Larsen syndrome (LRS)

What is Larsen syndrome (LRS)?

Larsen syndrome is a rare genetic condition that affects the development of the bones. It may also be referred to as LRS syndrome.

Symptoms may vary between individuals and even between those in the same family.

The main symptom of the syndrome is dislocations of the hips, knees or elbows. It is currently believed to occur in one in every 100,000 newborns, but it is possible that many cases are misdiagnosed or missed.

What gene changes cause Larsen syndrome (LRS)?

Mutations in the FLNB gene are responsible for causing the syndrome. It is inherited in an autosomal dominant pattern.

In the case of autosomal dominant inheritance just one parent is the carrier of the gene mutation, and they have a 50% chance of passing it onto each of their children. Syndromes inherited in an autosomal dominant inheritance are caused by just one copy of the gene mutation.

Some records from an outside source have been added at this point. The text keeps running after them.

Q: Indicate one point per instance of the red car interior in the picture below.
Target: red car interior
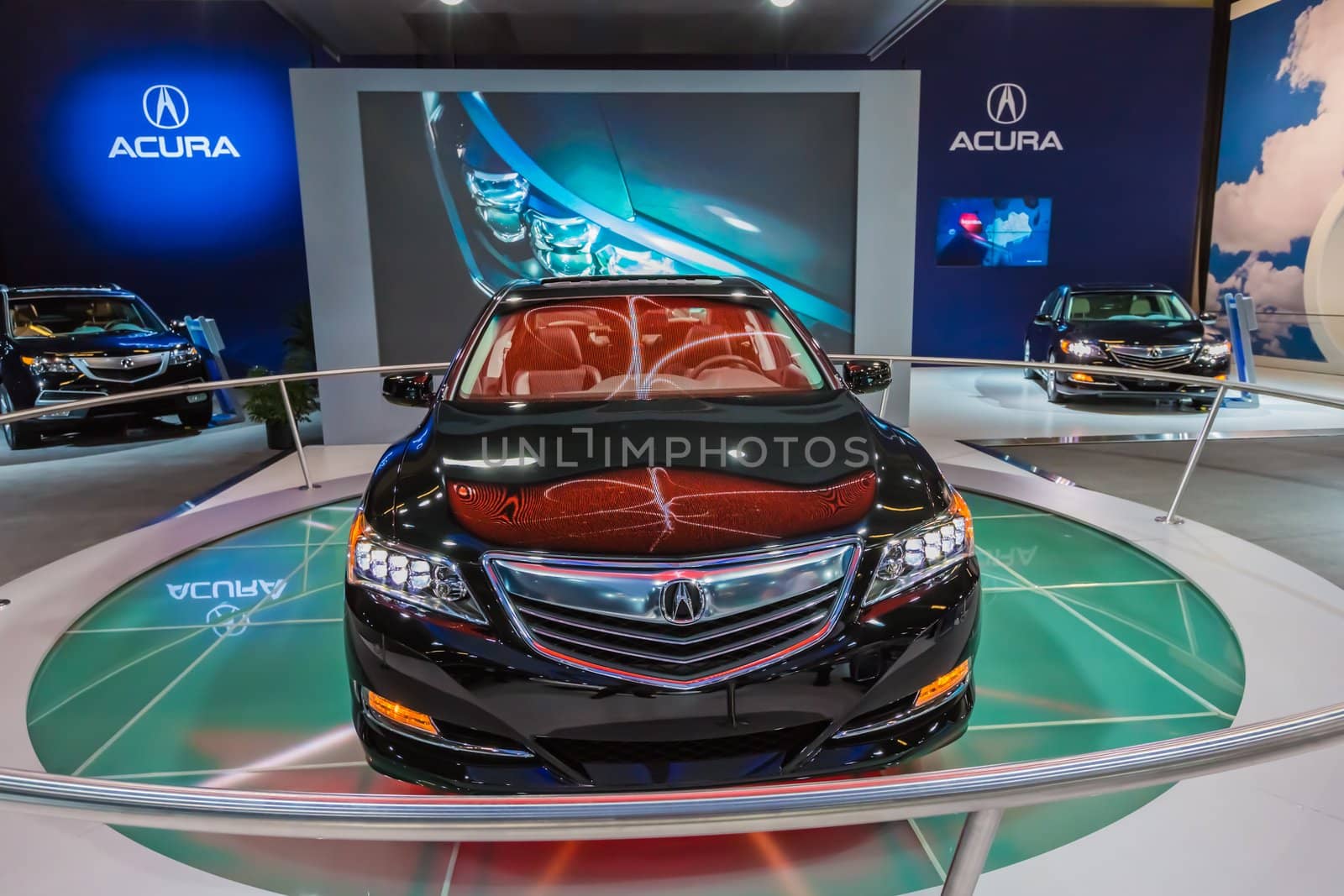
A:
(632, 345)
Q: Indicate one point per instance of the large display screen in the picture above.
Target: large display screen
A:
(468, 191)
(994, 233)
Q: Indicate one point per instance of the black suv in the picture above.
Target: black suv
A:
(1144, 327)
(67, 343)
(645, 537)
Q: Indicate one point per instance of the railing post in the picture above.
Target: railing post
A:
(293, 430)
(968, 862)
(1171, 519)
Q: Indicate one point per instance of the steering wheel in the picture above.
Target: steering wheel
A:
(725, 360)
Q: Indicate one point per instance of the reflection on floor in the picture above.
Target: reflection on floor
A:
(1283, 495)
(969, 403)
(226, 669)
(112, 486)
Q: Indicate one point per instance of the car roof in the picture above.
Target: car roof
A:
(102, 289)
(570, 288)
(1119, 285)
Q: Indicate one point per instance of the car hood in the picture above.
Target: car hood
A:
(1139, 332)
(667, 477)
(104, 343)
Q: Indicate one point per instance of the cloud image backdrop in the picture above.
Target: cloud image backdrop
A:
(1281, 176)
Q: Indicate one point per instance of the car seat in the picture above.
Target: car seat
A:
(550, 362)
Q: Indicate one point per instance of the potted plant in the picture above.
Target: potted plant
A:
(265, 406)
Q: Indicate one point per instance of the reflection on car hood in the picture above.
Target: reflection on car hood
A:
(1140, 332)
(109, 343)
(667, 477)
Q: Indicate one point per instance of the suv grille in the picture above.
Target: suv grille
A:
(1142, 356)
(616, 617)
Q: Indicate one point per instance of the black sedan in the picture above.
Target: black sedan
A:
(647, 537)
(1144, 327)
(62, 344)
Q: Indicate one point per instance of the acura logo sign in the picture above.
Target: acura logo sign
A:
(683, 602)
(1007, 103)
(165, 107)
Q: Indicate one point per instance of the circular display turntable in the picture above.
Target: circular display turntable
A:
(225, 668)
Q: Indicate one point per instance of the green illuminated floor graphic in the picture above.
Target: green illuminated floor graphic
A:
(225, 668)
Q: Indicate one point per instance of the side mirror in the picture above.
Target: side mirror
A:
(409, 390)
(866, 376)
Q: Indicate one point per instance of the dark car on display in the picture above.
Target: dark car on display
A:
(69, 343)
(647, 537)
(1142, 327)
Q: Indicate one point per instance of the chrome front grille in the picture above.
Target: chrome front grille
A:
(123, 369)
(608, 617)
(1152, 358)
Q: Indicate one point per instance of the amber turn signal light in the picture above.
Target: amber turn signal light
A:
(403, 715)
(942, 684)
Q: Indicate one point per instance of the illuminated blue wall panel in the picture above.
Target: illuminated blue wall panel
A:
(214, 230)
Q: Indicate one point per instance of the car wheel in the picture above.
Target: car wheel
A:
(197, 418)
(1053, 392)
(17, 436)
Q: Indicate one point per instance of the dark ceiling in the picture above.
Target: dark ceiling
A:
(602, 27)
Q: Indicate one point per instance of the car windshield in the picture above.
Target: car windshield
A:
(638, 347)
(1128, 307)
(46, 316)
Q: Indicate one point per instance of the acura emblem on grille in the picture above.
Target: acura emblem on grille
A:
(683, 602)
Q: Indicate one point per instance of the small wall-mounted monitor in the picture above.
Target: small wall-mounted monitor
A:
(994, 231)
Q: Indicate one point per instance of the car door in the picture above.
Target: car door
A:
(1042, 328)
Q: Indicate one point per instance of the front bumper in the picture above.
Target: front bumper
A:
(1152, 385)
(60, 391)
(512, 720)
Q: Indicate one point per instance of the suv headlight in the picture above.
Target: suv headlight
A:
(924, 551)
(1081, 348)
(183, 355)
(412, 577)
(50, 364)
(1215, 351)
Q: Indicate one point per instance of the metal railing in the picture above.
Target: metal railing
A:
(983, 792)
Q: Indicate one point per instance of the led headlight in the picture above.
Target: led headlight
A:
(564, 244)
(183, 355)
(506, 191)
(407, 575)
(1215, 351)
(617, 261)
(50, 364)
(1081, 348)
(924, 551)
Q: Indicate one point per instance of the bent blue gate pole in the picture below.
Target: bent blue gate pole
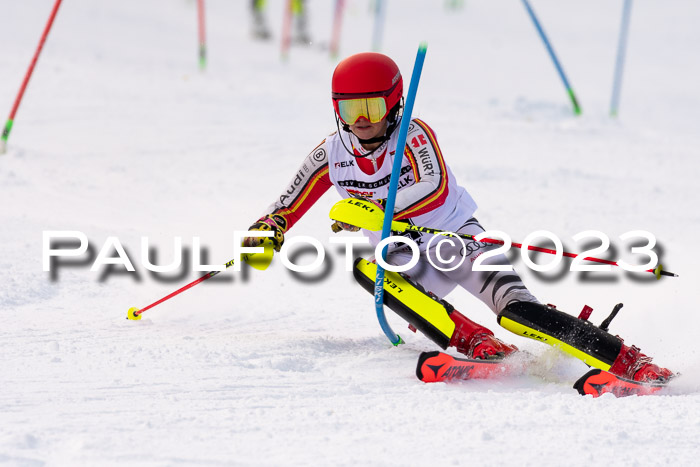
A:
(572, 96)
(620, 62)
(393, 187)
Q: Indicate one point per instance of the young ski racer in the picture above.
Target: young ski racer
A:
(357, 160)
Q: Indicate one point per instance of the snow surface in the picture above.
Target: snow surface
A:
(120, 135)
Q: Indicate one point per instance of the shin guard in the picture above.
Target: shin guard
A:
(574, 336)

What are the main symptoms of Larsen syndrome (LRS)?

Clubfeet are a common feature of the syndrome in affected individuals. An X-ray may also show the presence of small extra bones in the wrists and ankles.

Another syndrome is the tips of fingers, usually the thumbs, are blunt and square shaped.

Unique facial features associated with the syndrome are frontal bossing (prominent forehead), wide-set eyes and a flattened bridge of the nose and middle of the face.

Other symptoms involving the affected development of the bones includes a cleft palate, and abnormalities in tiny bones within the ear which can cause hearing loss.

Other physical symptoms of the syndrome include a short stature, and scoliosis.

It is not uncommon for individuals with the syndrome to also experience respiratory problems, and heart and kidney issues.

How does someone get tested for Larsen syndrome (LRS)?

The initial testing for Larsen syndrome can begin with facial analysis screening, through the FDNA Telehealth telegenetics platform, which can identify the key markers of the syndrome and outline the need for further testing. A consultation with a genetic counselor and then a geneticist will follow.

Based on this clinical consultation with a geneticist, the different options for genetic testing will be shared and consent will be sought for further testing.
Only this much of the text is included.